Safety rules and clinical needs
Practices differ across U.K. maternity services, according to Esegbona-Adeigbe. Royal Berkshire NHS Foundation Trust tells patients that a placenta may be stored for 48 hours in case testing is required, then either released to the family or disposed of as clinical waste and incinerated.
Other NHS guidance cited by Esegbona-Adeigbe gives advice on safe storage, transport and burial on private land, and warns against burial in public spaces. She wrote that these precautions matter because placentas can deteriorate quickly and may pose infection risks.
Hospitals may also need to keep a placenta in some circumstances. Guidance from the Royal College of Pathologists cited in the commentary says examination or testing may be needed after complications such as suspected infection, preterm birth or fetal growth restriction. Esegbona-Adeigbe wrote that infection or blood-borne viruses may also require hospital disposal.

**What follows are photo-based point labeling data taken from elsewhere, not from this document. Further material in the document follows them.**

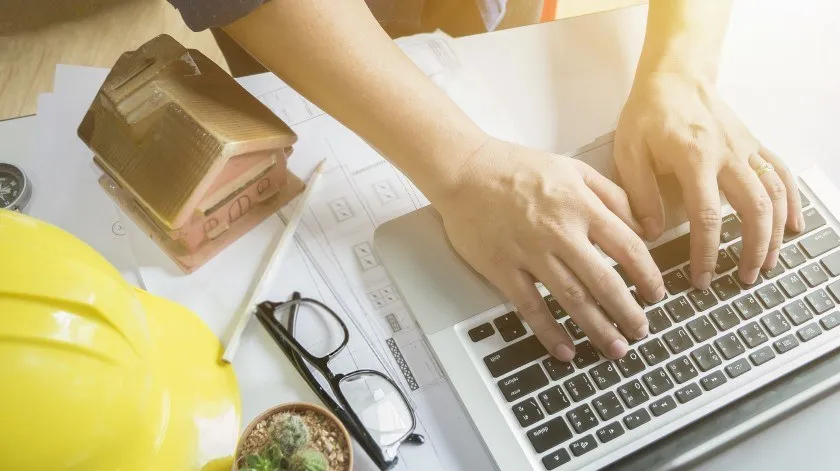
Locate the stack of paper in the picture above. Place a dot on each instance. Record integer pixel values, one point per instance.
(333, 260)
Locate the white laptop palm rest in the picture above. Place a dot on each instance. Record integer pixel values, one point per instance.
(707, 350)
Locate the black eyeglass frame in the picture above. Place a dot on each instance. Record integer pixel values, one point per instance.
(385, 457)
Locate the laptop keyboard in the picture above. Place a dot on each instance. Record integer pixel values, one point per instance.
(700, 340)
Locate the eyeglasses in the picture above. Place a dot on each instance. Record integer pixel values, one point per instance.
(371, 406)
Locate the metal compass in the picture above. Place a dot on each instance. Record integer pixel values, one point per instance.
(15, 188)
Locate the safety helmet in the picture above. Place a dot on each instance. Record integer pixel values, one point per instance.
(97, 375)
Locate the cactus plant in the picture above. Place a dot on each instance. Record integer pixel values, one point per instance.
(290, 434)
(308, 459)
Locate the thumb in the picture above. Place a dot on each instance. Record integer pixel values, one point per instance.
(633, 162)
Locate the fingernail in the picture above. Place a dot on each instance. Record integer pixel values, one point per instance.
(651, 227)
(704, 280)
(563, 352)
(641, 333)
(617, 349)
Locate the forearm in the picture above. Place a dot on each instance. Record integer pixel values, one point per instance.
(337, 56)
(685, 36)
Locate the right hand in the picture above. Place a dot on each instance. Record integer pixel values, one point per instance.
(519, 215)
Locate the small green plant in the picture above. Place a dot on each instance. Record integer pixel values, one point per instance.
(288, 450)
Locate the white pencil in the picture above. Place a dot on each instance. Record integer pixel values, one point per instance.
(268, 266)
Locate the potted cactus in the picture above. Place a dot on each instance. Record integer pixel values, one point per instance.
(295, 437)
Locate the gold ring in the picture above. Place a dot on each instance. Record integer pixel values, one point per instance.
(764, 168)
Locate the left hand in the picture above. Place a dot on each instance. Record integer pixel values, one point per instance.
(675, 122)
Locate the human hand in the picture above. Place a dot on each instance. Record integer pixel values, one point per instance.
(519, 215)
(675, 122)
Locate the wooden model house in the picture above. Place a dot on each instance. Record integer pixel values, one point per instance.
(193, 158)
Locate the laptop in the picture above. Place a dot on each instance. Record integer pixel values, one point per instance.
(718, 365)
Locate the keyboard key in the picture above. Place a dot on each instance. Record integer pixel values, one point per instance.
(611, 431)
(658, 381)
(604, 375)
(557, 369)
(752, 334)
(797, 312)
(579, 387)
(633, 393)
(785, 344)
(770, 296)
(653, 352)
(662, 406)
(554, 307)
(725, 288)
(528, 412)
(775, 323)
(713, 380)
(702, 299)
(688, 393)
(608, 406)
(724, 262)
(813, 220)
(791, 256)
(832, 264)
(830, 321)
(630, 364)
(814, 275)
(679, 309)
(678, 340)
(725, 318)
(706, 358)
(509, 326)
(747, 307)
(554, 400)
(730, 228)
(549, 434)
(762, 356)
(585, 354)
(682, 369)
(556, 459)
(657, 321)
(819, 301)
(636, 418)
(809, 332)
(575, 331)
(515, 355)
(582, 418)
(522, 383)
(676, 282)
(819, 243)
(729, 346)
(701, 329)
(834, 289)
(738, 368)
(481, 332)
(583, 445)
(672, 253)
(792, 285)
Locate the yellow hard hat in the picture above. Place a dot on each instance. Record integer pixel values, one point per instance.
(98, 375)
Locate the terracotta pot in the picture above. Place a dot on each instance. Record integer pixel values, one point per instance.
(295, 407)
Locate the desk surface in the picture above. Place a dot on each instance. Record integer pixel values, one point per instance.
(564, 83)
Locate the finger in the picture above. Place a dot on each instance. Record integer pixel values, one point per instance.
(582, 308)
(604, 284)
(639, 181)
(520, 290)
(628, 250)
(610, 194)
(795, 221)
(777, 192)
(702, 203)
(747, 195)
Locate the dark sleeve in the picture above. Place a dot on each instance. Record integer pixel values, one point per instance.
(202, 14)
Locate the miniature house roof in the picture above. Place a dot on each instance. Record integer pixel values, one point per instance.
(167, 121)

Some people choose to consume the placenta in capsules or smoothies, Esegbona-Adeigbe wrote, based on beliefs about recovery, mood, energy or milk supply. She said women considering that option should receive evidence-based advice, including information about infection risks identified by the U.S. Centers for Disease Control and Prevention.
Esegbona-Adeigbe proposed adding a question about placenta preferences to birth planning, alongside existing discussions about labor, pain relief, feeding and immediate newborn care. She said asking in pregnancy would give staff time to explain what is possible and what may be ruled out for medical reasons.
Her central recommendation is brief: ask women about the placenta, explain the clinical and safety issues, and respect their choice where possible.
This story draws on original reporting from Medical Xpress.